Almost 60% of TRAb-positive AIT patients had a destructive thyroiditis. TRAb-positive tests in AIT patients do thus not necessarily imply a diagnosis of GD and AIT1, and should be evaluated in the clinical and biochemical setting of each AIT patient and confirmed by measuring thyroid-stimulating immunoglobulins.

Introduction

Amiodarone is a widely used and very effective class III antiarrhythmic drug, which may, however, have multiple side effects, including thyroid dysfunction (1). Both amiodarone-induced hypothyroidism and amiodarone-induced thyrotoxicosis (AIT) may develop. There are two major types of AIT: type 1 AIT (AIT1), which is a form of iodine-induced hyperthyroidism usually developing in a gland with underlying functional autonomy (either nodular goiter or Graves' disease [GD]), and the more frequent type 2 AIT (AIT2), a destructive thyroiditis more often occurring in a normal thyroid (2). A correct diagnosis is mandatory, because thionamide antithyroid drugs (ATDs) are the treatment of choice for AIT1, while AIT2 is unresponsive to ATDs and is treated with glucocorticoids (3). However, indeterminate forms exist, in which both pathogenic mechanisms coexist, and diagnosis is not straightforward because diagnostic criteria are not entirely specific. For example, the presence of a small goiter and/or positive tests for antibodies to thyroglobulin (TgAb) or thyroperoxidase (TPOAb) does not rule out AIT2 (4). Refining criteria for the differential diagnosis between the AIT subtypes is thus key for an effective therapeutic strategy and for promptly restoring euthyroidism in patients whose cardiac function is often compromised (5 –7). Thyrotropin (TSH) receptor antibodies (TRAbs) are the cause of Graves' hyperthyroidism (8,9). Therefore, positive TRAb tests in patients with AIT usually point to a diagnosis of AIT1 (3). However, studies systematically analyzing the presence and function of TRAbs in the context of AIT are lacking.
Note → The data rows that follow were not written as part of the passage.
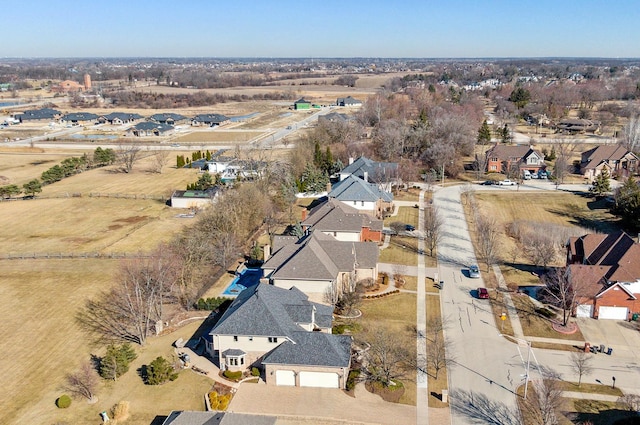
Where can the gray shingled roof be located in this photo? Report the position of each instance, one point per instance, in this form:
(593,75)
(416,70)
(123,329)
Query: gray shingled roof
(335,216)
(264,310)
(383,171)
(150,126)
(312,349)
(355,189)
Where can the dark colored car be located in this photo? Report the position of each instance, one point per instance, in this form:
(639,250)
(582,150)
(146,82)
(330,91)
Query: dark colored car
(483,294)
(474,272)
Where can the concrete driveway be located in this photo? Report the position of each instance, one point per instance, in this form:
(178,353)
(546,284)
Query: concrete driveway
(623,337)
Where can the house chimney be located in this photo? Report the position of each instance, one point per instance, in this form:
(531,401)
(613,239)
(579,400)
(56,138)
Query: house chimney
(267,252)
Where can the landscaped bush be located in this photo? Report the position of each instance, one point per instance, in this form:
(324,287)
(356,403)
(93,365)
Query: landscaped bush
(210,303)
(234,376)
(63,401)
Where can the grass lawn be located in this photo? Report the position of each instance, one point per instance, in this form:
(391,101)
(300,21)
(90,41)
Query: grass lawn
(535,325)
(406,215)
(396,313)
(401,250)
(435,385)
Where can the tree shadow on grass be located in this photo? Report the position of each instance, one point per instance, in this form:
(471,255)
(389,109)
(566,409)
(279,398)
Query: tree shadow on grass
(477,408)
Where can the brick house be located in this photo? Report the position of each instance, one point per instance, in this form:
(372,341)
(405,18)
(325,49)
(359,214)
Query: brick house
(605,272)
(514,159)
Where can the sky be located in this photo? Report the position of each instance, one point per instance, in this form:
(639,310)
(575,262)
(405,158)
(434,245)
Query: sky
(322,28)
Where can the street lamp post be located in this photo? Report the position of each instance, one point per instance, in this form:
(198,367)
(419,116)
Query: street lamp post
(528,364)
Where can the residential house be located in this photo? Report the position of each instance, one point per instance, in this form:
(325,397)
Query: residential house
(44,114)
(617,160)
(318,264)
(605,272)
(194,199)
(301,104)
(343,222)
(362,195)
(334,117)
(348,101)
(119,118)
(78,118)
(283,333)
(149,128)
(384,174)
(168,118)
(211,120)
(514,160)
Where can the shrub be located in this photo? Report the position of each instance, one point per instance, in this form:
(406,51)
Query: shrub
(160,371)
(63,401)
(120,412)
(234,376)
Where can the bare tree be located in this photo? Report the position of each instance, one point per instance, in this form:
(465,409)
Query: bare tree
(560,292)
(386,357)
(631,134)
(581,364)
(488,233)
(159,160)
(129,310)
(432,227)
(127,154)
(83,382)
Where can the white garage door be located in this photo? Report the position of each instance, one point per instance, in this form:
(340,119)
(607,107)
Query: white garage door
(616,313)
(319,379)
(285,378)
(584,310)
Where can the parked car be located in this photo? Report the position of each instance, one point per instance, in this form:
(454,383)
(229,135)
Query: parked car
(474,272)
(483,294)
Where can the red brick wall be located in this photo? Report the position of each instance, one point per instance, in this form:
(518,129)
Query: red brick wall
(616,297)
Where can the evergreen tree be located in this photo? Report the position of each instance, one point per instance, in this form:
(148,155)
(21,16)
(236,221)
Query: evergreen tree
(601,184)
(115,362)
(628,202)
(484,133)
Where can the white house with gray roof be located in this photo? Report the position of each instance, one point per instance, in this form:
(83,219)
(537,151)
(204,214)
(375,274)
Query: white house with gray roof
(285,334)
(362,195)
(319,263)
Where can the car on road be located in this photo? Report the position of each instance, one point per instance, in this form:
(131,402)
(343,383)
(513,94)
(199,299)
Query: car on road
(474,272)
(483,294)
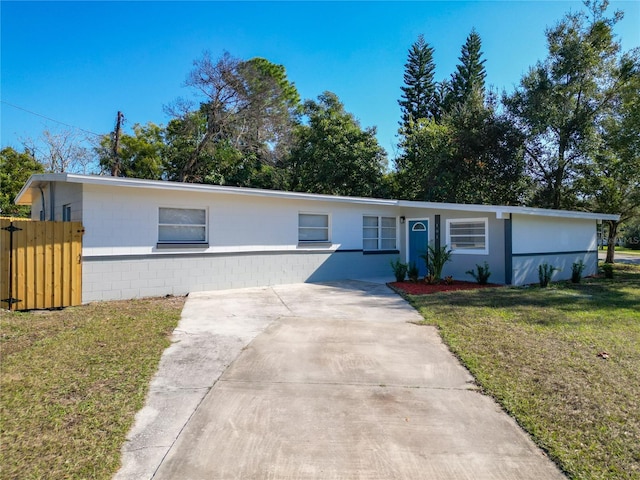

The aim of our retrospective study was to analyze the clinical records of our large population of AIT patients gathered over a 30-year period, to assess TRAb prevalence, their possible pathogenic role, and therefore their usefulness in the diagnostic workup of AIT.

Materials and Methods

Study design

This was a retrospective cohort study of patients referred to the Endocrinology Unit of the University of Pisa for AIT over a 30-year period (January 1990–December 2019), with the primary goal of identifying patients with positive TRAb tests (Study Group). Two control groups were defined: (i) TRAb-negative AIT2 patients treated within the same time period; and (ii) one hundred consecutive patients referred for GD from August 2019 to December 2019. Clinical and biochemical data at diagnosis were collected. Some patients had total thyroidectomy for AIT (n = 49, six of whom were TRAb-positive) or GD (n = 19), and their histological samples were reviewed. Finally, for a subset of patients, serum samples collected at diagnosis and stored at −20°C for scientific purposes at our department were retrieved.

It is our usual practice to obtain written informed consent for the recording and use of anonymous data for research purposes during the first clinical visit at our clinic, and all the patients involved in the study had provided their consent. The study was approved by the Review Board of the Department of Clinical and Experimental Medicine of the University of Pisa.

Patients, diagnosis of AIT, and clinical management

Throughout the study period, 309 AIT patients had the appropriate complete clinical records for the purposes of this study. Of these, 21 patients (7%) with TRAb levels that were at least 1.5-fold higher than the upper normal limits for our laboratory were identified. They were labeled in chronological order, according to the date of referral (PT1 to PT21). Among the remaining patients, 233 TRAb-negative AIT2 patients constituted the AIT2 control group. One hundred consecutive GD patients made up the non-AIT control group.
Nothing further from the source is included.